Der Enzkreis bringt gut drei Millionen Euro für die neue Berufsschule in der Salierstraße 2 in Pforzheim (Bild) auf. Er hat das 1924 erstellte Gebäude, in dem zuletzt eine Schmuckfabrik untergebracht war, extra für diesen neuen Zweck gekauft, um dort auf 1500 Quadratmeter unter anderem zehn Klassenräume zu schaffen. Eine berufsvorbereitende Einrichtung, die durchaus Vorreiter-Charakter hat. Im Mittelpunkt steht die berufliche und soziale Eingliederung von Menschen, die besonders gefördert werden müssen, im Übergang von der Schule zum Beruf. Ziel ist eine weitgehend selbstständige Lebensführung, damit auch die Entwicklung von Akzeptanz und Teilhabe. Die jungen Menschen erleben die Arbeitswelt in Praktika, ihre Talente werden entdeckt und gefördert, es wird Kompetenz vermittelt und weiterentwickelt, so dass am Ende des Weges ein Arbeitsplatz in einem Betrieb und eine eigene Wohnung stehen.
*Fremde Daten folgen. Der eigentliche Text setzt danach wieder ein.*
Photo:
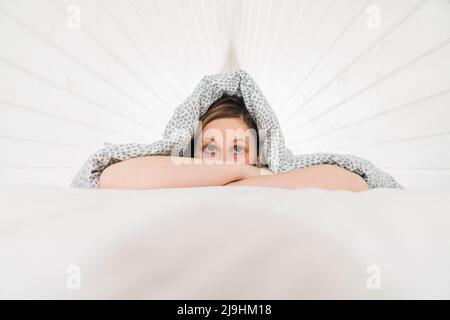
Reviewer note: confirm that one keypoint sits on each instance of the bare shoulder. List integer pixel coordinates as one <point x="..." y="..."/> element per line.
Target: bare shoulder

Kürzlich hat auch die CDU-Kreistagsfraktion Enzkreis die Gustav-Heinemann-Schule besucht und dabei über Inklusion, also Teilhabe, gesprochen. Heute war besonders rührend, wie Böhringer Frank und Andi vorstellte, die als Behinderte den Sprung in den Arbeitsmarkt geschafft haben. Sie waren Schüler der Gustav-Heinemann-Schule für körper- und geistigbehinderte junge Leute und taten eines: Sie sagten, wie sie gerne leben würden. In Böhringer fanden sie jemanden, der ihnen zuhörte und die Wünsche ernst nahm. Wie das geschah, darüber sprachen sie kurz im Großen Sitzungssaal des Landratsamtes, in dem die eigentliche Einweihungsfeier stattfand.
Die Berufsschule in der Salierstraße ist ein weiteres Ergebnis des Zuhörens und Ernstnehmens. Im Kreistag unterstützt von allen Fraktionen. Auch wenn der Umbau des Gebäudes teurer kommt als ursprünglich geplant. Aber im Bestand zu bauen birgt immer wieder Überraschungen.